The president of the Atlanta Federal Reserve, Raphael Bostic, indicated that a robust economy gives the US Central Bank the opportunity to consider the effects of tariffs on inflation and growth, while expressing its opening to the possibility of a cut of interest rates later this year.
Outstanding statements
- The best monetary policy approach now implies ‘patience’.
- Given the ‘healthy’ economy, the Fed has time to see how uncertainty is resolved.
- ‘I am not in a hurry to adjust our policy position.’
- He still sees a possible path to an interest rate cut this year, depending on the economy.
- ‘It is a difficult decision to say if the Fed would cut rates in the absence of commercial uncertainty.
- He says he is ‘very cautious’ when jumping in feats.
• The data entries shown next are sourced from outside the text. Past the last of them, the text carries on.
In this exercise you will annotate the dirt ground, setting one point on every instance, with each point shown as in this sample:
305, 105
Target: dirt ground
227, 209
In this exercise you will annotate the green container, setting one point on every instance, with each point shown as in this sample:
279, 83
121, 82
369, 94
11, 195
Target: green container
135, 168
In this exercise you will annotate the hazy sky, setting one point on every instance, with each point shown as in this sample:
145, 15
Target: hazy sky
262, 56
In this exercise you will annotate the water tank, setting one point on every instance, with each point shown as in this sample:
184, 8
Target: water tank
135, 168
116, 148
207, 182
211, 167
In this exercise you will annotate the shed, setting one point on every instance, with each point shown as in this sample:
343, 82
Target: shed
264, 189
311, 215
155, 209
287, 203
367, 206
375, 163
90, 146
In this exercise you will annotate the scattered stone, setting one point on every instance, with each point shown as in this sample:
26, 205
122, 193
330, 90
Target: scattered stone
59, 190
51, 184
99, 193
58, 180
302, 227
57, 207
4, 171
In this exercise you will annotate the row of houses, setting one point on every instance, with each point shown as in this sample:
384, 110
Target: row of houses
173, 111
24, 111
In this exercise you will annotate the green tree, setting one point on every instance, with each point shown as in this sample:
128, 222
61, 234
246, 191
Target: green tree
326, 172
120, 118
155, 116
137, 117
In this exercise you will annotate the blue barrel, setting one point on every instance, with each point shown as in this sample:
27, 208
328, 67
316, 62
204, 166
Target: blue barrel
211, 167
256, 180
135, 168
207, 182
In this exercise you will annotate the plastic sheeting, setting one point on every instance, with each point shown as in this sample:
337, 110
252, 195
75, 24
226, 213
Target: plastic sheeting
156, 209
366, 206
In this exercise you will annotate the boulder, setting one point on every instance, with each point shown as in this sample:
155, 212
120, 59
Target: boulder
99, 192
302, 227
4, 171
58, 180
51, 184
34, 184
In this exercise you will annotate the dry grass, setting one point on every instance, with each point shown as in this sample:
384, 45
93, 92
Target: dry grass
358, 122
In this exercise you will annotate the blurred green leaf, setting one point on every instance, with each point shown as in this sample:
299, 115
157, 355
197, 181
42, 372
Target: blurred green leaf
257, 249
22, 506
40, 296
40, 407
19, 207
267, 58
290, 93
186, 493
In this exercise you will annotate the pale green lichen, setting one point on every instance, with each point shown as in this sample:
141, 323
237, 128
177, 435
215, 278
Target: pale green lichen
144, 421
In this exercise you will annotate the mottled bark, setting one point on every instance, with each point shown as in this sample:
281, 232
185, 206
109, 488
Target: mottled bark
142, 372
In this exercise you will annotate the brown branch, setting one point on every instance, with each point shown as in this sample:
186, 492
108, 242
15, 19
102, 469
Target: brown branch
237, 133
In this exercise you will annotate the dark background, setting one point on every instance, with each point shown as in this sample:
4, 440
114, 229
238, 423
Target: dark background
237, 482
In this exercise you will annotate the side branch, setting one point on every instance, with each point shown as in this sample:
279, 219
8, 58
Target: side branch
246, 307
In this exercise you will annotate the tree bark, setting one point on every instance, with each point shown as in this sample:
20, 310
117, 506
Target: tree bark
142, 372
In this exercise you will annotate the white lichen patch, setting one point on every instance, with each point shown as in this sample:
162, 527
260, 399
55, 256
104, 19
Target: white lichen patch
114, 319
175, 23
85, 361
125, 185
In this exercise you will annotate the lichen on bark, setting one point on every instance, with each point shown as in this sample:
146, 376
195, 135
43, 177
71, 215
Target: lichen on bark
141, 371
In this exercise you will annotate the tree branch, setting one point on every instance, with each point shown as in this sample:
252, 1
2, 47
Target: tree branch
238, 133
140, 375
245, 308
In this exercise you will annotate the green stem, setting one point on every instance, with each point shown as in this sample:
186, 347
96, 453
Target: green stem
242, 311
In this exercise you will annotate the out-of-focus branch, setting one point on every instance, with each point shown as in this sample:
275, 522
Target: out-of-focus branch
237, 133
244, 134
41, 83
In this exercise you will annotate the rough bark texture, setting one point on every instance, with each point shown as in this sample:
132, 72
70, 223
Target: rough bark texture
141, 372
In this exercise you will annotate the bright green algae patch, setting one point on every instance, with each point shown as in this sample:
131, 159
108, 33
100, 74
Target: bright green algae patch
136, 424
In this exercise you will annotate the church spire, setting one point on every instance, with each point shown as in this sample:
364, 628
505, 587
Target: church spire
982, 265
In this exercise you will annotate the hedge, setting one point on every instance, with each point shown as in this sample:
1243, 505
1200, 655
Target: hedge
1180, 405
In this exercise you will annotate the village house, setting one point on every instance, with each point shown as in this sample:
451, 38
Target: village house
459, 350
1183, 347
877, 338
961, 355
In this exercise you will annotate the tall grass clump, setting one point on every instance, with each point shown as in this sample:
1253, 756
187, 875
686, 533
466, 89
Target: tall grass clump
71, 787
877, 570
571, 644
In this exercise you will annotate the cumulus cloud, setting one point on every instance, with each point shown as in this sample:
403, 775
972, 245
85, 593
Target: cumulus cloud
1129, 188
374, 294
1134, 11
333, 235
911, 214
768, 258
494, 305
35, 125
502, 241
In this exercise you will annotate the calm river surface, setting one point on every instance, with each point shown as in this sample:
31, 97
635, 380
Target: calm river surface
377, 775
- He says he needs to see more progress in reducing inflation before supporting a rate cut.
- He still does not declare victory over inflation.
- He says that there is still a long way to go in inflation; The basic prices are ‘still a problem’.
- It is not clear at this time how tariffs will affect inflation perspectives.
- Hard data still does not reflect the ‘most gloomy’ mood.
- The labor market seems healthy generally, with some signs of weakness.
- There are no signs that tariffs have increased inflation.
- The recession is not in your forecast at this time.
Source: Fx Street

I am Joshua Winder, a senior-level journalist and editor at World Stock Market. I specialize in covering news related to the stock market and economic trends. With more than 8 years of experience in this field, I have become an expert in financial reporting.